Here's another misunderstanding I can sort of give logical sense to. What if you thought Stockholm syndrome, AKA the phenomenon wherein the captive comes to sympathize with their captor, actually referred to the way stockholders might come to defend a corporation's actions, even when they directly harm them, because those decisions help raise the stock price. It sort of tracks, right?
14. Well, it would stop the flu symptoms...
I really hope this one is a joke on dad's part and he's silently chuckling to himself over the suggestion that his daughter kill her husband to deal with his flu. After all, it can be very contagious.

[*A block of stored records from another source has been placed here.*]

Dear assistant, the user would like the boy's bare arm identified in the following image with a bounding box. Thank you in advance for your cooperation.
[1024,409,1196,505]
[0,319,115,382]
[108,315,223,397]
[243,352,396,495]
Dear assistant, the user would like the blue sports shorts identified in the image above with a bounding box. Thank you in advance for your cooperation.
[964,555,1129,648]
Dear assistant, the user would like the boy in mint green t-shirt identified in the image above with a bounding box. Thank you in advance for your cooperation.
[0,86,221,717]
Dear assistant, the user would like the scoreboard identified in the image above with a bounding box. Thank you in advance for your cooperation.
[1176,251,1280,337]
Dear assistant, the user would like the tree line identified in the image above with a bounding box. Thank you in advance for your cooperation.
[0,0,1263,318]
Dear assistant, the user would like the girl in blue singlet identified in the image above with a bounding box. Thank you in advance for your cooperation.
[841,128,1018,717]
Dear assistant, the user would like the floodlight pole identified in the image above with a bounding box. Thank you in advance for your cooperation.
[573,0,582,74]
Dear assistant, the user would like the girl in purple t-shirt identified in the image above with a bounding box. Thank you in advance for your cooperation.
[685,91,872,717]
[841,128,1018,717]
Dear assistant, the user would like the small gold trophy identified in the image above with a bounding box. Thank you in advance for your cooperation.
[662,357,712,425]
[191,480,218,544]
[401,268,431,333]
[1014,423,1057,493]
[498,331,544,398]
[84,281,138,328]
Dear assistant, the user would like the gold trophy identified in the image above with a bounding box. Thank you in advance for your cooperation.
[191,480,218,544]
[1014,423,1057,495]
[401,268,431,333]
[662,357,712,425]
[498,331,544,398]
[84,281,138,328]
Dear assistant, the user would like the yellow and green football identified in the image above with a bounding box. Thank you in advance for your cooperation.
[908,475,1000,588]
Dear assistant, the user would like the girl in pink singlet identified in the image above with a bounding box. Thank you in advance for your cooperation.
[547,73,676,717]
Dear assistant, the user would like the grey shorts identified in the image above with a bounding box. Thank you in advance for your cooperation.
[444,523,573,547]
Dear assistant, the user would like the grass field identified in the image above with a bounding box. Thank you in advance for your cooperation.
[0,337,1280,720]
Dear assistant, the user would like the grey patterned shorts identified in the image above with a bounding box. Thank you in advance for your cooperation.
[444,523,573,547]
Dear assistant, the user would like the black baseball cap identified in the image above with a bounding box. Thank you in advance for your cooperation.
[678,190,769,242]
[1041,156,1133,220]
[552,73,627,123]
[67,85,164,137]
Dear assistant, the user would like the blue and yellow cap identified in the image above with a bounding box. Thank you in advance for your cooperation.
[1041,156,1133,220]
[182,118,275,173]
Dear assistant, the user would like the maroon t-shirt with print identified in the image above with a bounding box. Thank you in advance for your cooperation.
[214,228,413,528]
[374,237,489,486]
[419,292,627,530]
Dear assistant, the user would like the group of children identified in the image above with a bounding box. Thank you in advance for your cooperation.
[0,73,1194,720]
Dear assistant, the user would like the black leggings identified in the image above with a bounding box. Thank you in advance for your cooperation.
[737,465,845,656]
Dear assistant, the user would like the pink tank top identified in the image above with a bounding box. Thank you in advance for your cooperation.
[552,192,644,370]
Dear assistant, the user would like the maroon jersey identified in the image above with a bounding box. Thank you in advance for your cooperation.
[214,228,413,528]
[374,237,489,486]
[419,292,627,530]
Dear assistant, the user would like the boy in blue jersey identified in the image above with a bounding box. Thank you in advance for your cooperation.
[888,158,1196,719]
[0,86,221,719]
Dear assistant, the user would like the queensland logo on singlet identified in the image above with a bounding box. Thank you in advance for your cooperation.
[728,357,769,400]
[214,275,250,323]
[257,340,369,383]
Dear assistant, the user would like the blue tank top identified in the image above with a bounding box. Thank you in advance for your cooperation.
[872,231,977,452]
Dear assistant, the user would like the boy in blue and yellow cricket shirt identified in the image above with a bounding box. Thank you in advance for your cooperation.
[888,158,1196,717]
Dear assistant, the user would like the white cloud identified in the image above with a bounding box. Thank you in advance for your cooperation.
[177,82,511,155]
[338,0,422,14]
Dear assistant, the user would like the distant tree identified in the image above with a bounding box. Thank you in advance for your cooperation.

15. Smells a bit like a gym sock, though...
Did I miss the Adidas / Taco Bell cross promotion? I'm pretty sure this fan of the Bell is referring to chicken quesadillas, which are indeed good af.
16. This one is inexcusable.
Look at the box in the photo! It says the correct spelling right there! M-I-C-R-O-W-A-V-E. Also, I'd argue the name Michael is way harder to spell correctly than "micro." The only way I can even cope with this one is to believe it was an autocorrect that went unnoticed.
17. At first I thought they meant "halal."
This is just adorable, the misunderstanding of the French à la carte followed by their friend's delightfully G-rated insult, "cement head."
18. Look, you're no catch either, sir.
You might not think that girl on Instagram is cute in real life, but as least she hasn't been living her whole natural life thinking it's "looks can be this evening," and not "looks can be deceiving."
19. Is the IRS racist?
The phrase is "tax evasion," sir. What is up with people thinking we're out here using all these phrases that are blatantly racist against Asians in 2019?
20. The question is — did they turn this in?
I have to take pity on the kids who got halfway into making a Power Point on youth in Asia before realizing the assignment was to discuss euthanasia, AKA doctor-assisted suicide. But really, you didn't ask some clarifying questions, Patrick and John? Asia is a giant landmass with nearly 50 U.N. recognized nations and roughly 60 percent of the world's population. Don't you think that's maybe a bit of a broad research assignment?